そこには、濃紺のウェットスーツに身を包んだ男がいた。


彼は担いでいたサーフボードの先を地面に静かにつけて、片手で支えた。

長い前髪をかきあげて、それから、言葉を続ける。


「ずいぶん早いじゃん」


さっき、メールしたばかりなのに…と呟いた彼を見つめて、俺は瞬く。


「そっちこそ。

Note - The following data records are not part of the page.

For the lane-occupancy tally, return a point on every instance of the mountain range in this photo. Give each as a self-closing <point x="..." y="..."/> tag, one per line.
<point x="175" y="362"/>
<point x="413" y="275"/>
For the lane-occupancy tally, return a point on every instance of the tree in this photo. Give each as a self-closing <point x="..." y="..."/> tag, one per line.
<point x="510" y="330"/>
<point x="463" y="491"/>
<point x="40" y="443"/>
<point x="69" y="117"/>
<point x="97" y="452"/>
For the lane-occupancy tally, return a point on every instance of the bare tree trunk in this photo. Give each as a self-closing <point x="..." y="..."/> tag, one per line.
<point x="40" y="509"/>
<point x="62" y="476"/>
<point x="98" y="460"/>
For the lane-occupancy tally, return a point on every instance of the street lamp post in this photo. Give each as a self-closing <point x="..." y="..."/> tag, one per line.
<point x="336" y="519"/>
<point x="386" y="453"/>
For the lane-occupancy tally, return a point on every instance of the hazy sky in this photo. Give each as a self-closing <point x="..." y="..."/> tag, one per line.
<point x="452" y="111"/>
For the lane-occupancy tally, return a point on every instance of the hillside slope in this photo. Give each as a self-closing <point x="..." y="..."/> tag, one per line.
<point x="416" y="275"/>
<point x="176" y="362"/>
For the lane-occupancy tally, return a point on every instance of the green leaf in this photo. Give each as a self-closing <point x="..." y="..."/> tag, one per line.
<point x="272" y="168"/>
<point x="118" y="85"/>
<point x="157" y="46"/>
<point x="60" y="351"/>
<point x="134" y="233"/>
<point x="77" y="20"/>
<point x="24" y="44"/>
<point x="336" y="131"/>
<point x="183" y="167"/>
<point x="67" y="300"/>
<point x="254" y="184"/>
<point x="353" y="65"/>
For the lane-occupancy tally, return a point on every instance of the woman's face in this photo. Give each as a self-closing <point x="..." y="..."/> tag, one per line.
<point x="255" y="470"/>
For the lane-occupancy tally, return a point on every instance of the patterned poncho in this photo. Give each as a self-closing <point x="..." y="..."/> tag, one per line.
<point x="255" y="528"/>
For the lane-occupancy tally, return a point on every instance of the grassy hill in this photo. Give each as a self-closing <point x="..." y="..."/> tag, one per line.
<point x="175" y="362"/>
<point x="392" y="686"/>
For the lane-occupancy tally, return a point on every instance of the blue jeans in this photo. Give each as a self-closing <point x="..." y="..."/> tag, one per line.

2時間後って言ってたくせに」


淡々と返すと、彼は困ったように笑った。

自分のボードを見上げ、愛おしむように、その側面を撫でる。


「…はやく、海に入りたくてさ」


彼が、ぽつんと呟いたその言葉は、


打ち寄せる波の音に、飲み込まれていった……。





******





彼は、俺の親友の、小相澤 拓哉。


拓哉は、高校2年のとき、俺のクラスに転校してきた。



−−−初対面の印象は、


はっきり言って、良いものではなかった。



スラリとした長身に、端正な顔立ち。
アシンメトリーにカットされた、洒落た髪型。
影を抱いた物憂い瞳。
時折、シニカルに歪む唇。

さらには『東京から越してきた』、というバックグラウンドも相成って、

片田舎のこの街での拓哉の存在は、飛び抜けて目立っていた。